Game Over? Nick Lane Wants Another Inning
David Coppedge
The score is 36-0, but the Darwin Team isn’t ready to concede. Lehigh University biochemist Michael Behe, writing for World Magazine (see our coverage here), described how he attended a conference of scientists to hear Nobel laureate John E. Walker, the world’s expert on ATP synthase, explain how it might have evolved. To design advocates, this rotary engine is a paragon of intelligent design. Walker, who shared a Nobel Prize for elucidating the motor’s rotary mechanism, spent his whole time describing the intricacies of this molecular machine, and never offered an evolutionary explanation for it until the Q&A session. Then, he was asked directly how a mindless process could produce such a stunning piece of work. Walker stumbled, offering only a fragment of speculation that it must have arisen “Slowly, through some sort of intermediate or other.” That’s when Behe, out of earshot, muttered two simple words, “Game over.”
Game over. The losing team heads for the showers with heads bowed. The Darwin Team’s MVP had just struck out at the bottom of the ninth. Calling the game in such an obvious wipeout would have been superfluous. The crowds file out of the stands. Suddenly, eight players run onto the field! “Wait! Wait!” they cry. “Let us have a time at bat!”
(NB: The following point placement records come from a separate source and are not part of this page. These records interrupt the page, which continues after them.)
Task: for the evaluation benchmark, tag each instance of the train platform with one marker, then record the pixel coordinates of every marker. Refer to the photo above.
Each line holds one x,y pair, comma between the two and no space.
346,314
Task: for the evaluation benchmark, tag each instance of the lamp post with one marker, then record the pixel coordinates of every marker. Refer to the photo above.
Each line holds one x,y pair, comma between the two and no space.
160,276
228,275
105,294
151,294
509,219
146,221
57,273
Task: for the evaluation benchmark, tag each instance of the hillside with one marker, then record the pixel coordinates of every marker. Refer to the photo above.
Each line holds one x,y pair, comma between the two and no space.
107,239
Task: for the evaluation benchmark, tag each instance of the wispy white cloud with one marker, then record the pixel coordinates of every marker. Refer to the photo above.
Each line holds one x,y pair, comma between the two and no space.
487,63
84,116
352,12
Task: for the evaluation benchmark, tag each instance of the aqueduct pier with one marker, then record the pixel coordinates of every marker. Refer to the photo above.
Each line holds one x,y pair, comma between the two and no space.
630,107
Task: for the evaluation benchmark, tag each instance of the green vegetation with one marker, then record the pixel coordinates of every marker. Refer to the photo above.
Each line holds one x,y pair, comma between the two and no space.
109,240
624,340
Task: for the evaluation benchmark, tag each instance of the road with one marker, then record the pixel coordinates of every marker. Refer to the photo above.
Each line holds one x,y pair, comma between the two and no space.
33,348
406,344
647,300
The rescue team, led by Nick Lane of University College London, waves a paper over their heads. It’s hot off the press from PLOS Biology, titled, “A prebiotic basis for ATP as the universal energy currency.” Lane shouts, We have the intermediate! It’s AcP! One of the refs eyeballs the paper for a minute. Will it be worth calling the teams back onto the field for another inning?
A Plausible Scenario?
The gist of the hypothesis is that acetyl phosphate (AcP), a simple molecule with the formula C2H5O5P, can phosphorylate ADP into ATP in water, if ferric ion (Fe3+) is present. The team believes their lab work offers a plausible scenario for prebiotic ATP formation without the need for ATP synthase.
ATP is universally conserved as the principal energy currency in cells, driving metabolism through phosphorylation and condensation reactions. Such deep conservation suggests that ATP arose at an early stage of biochemical evolution. Yet purine synthesis requires 6 phosphorylation steps linked to ATP hydrolysis.This autocatalytic requirement for ATP to synthesize ATP implies the need for an earlier prebiotic ATP equivalent, which could drive protometabolism before purine synthesis. Why this early phosphorylating agent was replaced, and specifically with ATP rather than other nucleoside triphosphates, remains a mystery. Here, we show that the deep conservation of ATP might reflect its prebiotic chemistry in relation to another universally conserved intermediate, acetyl phosphate (AcP), which bridges between thioester and phosphate metabolism by linking acetyl CoA to the substrate-level phosphorylation of ADP. We confirm earlier results showing that AcP can phosphorylate ADP to ATP at nearly 20% yield in water in the presence of Fe3+ions. We then show that Fe3+ and AcP are surprisingly favoured.
Sounds Impressive. Can It Work?
The team tells the referee about additional surprising benefits of their intermediate. Visions of the Miller spark apparatus come to mind:
Surprisingly, our results demonstrate that maximal ATP synthesis occurred at high water activity and low ion concentrations, indicating that prebiotic ATP synthesis would be most feasible in freshwater systems.Likewise, ferrous iron can be oxidized to ferric iron by photochemical reactions or oxidants such as NO derived from volcanic emissions, meteorite impacts, or lightning strikes, which also points to terrestrial geothermal systems as a plausible environment for aqueous ATP synthesis.
Questions & Answers
powers a disequilibrium in the ratio of ADP to ATP, which amounts to 10 orders of magnitude from equilibrium in the cytosol of modern cells. Molecular engines such as the ATP synthase use ratchet-like mechanical mechanisms to convert environmental redox disequilibria into a highly skewed ratio of ADP to ATP.” But we cannot say how that happened.
But how could a simple prebiotic system composed mostly of monomers sustain a disequilibrium in ATP to ADP ratio that powers work? Well, “One possibility is that dynamic environments could sustain critical disequilibria across short distances such as protocell membranes.”
Didn’t you just assume the existence of a protocell with a membrane? Where did those come from? Look, we’re not trying to come up with a complete picture of how life originated. We’re just trying to explain why ATP is the universal energy currency for life as it exists today, and how it might have emerged.
Emerged… by chance, you mean? Isn’t that circular reasoning? How so? What other possibility is there?
There’s intelligence, the only cause ever observed that is capable of assembling complex parts into a functional whole. Sorry; we thought this was a scientific baseball diamond.
It is. So what is your explanation for the functional information in the simplest life? Your paper admits that “ATP links energy metabolism with genetic information.” What is the source of that genetic information? Uh, some sort of intermediate or other.
The referees convene and shout out, “GAME OVER!”